2. Non-Freestyle Skins Change the Game
In season 1, the 50 freestyle skins was an exciting event featuring a grueling knockout-style series of 50 freestyles that was fun to watch if not somewhat predictable. Then, in season 2, the ISL announced that the winning team of the medley relay would get to decide which stroke the 50 skins races would be, and everything changed.
Dressel would be a vital member of any ISL team with or without the skins, but by broadening the skins to include any of the four strokes it gave swimmers such as Murphy and King the chance to flex in ways they couldn’t last season. King, of course, was undefeated in all three breaststrokes in 2019 in the ISL, but adding breaststroke skins increased her value immensely. And Murphy, while not undefeated in season 1 in the backstrokes was nonetheless one of the league’s top performers, and this season, after winning meet after meet of backstroke skins he has risen even higher in worth to his team.
3. The 4 x 100 Medley Relay Has Become the Most Important Race
Following from the previous storyline, it is fair to say that the 4 x 100 medley relay is the most important race given its influence over the skins which, if a jackpot is hit, could mean a windfall of points for the winning swimmer’s team. In season 1, all relays were given a special reverence as being extremely valuable as they are worth double the points of an individual race. While this holds true in season 2, the medley relay has also seemingly been attributed an additional 27 to 71 points for the skins. Of course, a medley relay victory does not guarantee a skins victory as Adam Peaty proved to Ilya Shymanovich and Energy Standard today, but at least it lets that team and its coaches decide how to best play the skins to their benefit.
4. The Team Still Matters Most
Swimming fans were collectively relieved when the ISL started releasing and publishing results with times so that we could see just how fast the swimmers in the pool were racing. That, for us, is part of the excitement, but for those who don’t know swimming as well it might not mean very much, and from its inception the ISL has stated that it values teamwork over individual glory, which is a reason why extra points and money is not awarded for World Record as it would be in a FINA meet.
Athletes from all 10 ISL teams this season showed spirit and support for their teams, as the 8 original did last season. This may not be especially profound in and of itself, but there is a change in the dynamic and flow of the meet when the individual attention that most swim meets give to champions is taken away.
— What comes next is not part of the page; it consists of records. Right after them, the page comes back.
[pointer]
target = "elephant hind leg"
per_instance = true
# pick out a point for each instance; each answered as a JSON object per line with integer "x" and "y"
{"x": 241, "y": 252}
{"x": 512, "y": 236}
Of course winning and setting World Records is still a big deal, but there is no pause in the competition for a medal ceremony after each race, no flags raised or anthems played. Instead, athletes dive in, do their business, get out, and move onto whatever else their team needs from them, whether that means standing in the team box and cheering or getting ready for a relay. Standing on a podium and getting a medal is a special feeling, but raising a trophy with your team and celebrating a victory that everyone present had to fight for feels even better.
The ISL is still a business and every victory comes with a cash reward, but the ISL is also one of the few venues where swimmers aren’t clamoring for medals, and that is a change of pace the sport has long been overdue. NCAA swimmers rarely get medals or trophies for their races and are instead focused on a team victory, but to the masses, a gold medal, preferably one from the Olympics, is swimming’s end-all-be-all.
The ISL, though flashy and commercial, has done a good job in its two seasons of getting athletes invested in the success of their team, and this focus on a goal larger than the individual or a medal has made the viewing experience more relatable.